I am just beyond pissed! Now I have to track down the form for the fucker to “gift” my own fucking car to me, get him to sign the fucking title, and get the damn car licensed to me by the last day of September so I can get my license plates renewed. My chances of it getting licensed to me in time are freaking impossible! If you state is anything like mine, I’m fucked! I’m never going to get it back in time, now I will be fined for renewing the plates late. I’m just so fucking pissed off! Fucking livid! AND I don’t get to just “renew” the plates either, I have to pay a fee for “new” plates despite plates being on there…it’s just a fucking nightmare! I’m so fucking pissed off!

I’m going to take a fucking bottle of benadryl and try sleeping forever!
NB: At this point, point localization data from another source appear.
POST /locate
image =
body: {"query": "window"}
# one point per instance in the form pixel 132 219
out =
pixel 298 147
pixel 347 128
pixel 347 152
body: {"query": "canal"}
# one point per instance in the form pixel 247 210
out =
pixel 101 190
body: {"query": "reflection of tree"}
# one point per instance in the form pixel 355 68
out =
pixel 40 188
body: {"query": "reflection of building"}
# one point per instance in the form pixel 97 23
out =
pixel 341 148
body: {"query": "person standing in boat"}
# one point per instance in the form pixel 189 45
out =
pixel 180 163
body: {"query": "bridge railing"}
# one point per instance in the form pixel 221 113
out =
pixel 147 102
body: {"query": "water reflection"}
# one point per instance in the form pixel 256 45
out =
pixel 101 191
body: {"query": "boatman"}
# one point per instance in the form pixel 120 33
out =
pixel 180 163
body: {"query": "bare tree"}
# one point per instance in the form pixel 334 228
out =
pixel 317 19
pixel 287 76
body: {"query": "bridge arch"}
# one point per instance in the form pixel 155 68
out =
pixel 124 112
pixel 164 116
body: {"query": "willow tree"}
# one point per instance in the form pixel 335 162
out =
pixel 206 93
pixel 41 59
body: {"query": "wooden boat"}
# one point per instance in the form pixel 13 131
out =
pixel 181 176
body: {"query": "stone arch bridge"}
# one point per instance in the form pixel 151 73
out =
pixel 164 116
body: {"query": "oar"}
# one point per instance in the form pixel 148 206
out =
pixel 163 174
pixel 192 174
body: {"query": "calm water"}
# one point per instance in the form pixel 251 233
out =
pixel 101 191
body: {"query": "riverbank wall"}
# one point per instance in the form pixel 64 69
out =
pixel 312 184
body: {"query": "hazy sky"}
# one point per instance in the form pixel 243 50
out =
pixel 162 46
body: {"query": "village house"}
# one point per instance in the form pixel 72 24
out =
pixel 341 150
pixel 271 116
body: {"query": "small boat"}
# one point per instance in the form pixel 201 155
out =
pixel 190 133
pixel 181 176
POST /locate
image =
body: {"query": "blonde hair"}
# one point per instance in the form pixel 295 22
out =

I have so much more to share but for now I’m done. Good night! I sure hope your life is going better than what I am dealing with here.

Warning: Crabby!

This is your warning, I’m fucking grumpy and you’re about to read all about it!!

So last night, as you can see from my post, I didn’t sleep too well. I was up till almost 3am and then when 6am hit my eyes were wide open. No, I had nothing to be up for, I just woke up…my body does that. I’m so used to being up between 3am and 5am that when 6am hits, I just wake up. Sleeping in…I don’t know what that is.

Needless to say this has left me a little cranky, but I manage to make it through the day without killing my mother. I had training all evening and got a text telling me to pick her up ice cream. Number 1, I didn’t drive so I didn’t take my wallet and have zero money…she knows this. Number 2, there are FIVE different containers of ice cream in the freezer, eat it! Number 3, quit treating me like your bitch!! You want fucking special ice cream?! Get your lazy ass up that hasn’t moved from the couch in 3 days and fucking get it yourself!!

I came home to a fucking mess and had to clean up, once again, from her and her stupid drunk ass friends!! I’m sick of it! She can’t take care of her fucking self!

So I come home to her fucking ass ONE THE COUCH on the phone. When she is on the phone the whole NEIGHBORHOOD can hear!! And tonight it was pissing me the fuck off! I need sleep!!!! And you’re so fucking loud I’ll be getting none! And her stupid ear piercing laugh is fucking annoying!!

So I’m grumpy! And pissed off! And I need fucking sleep!!!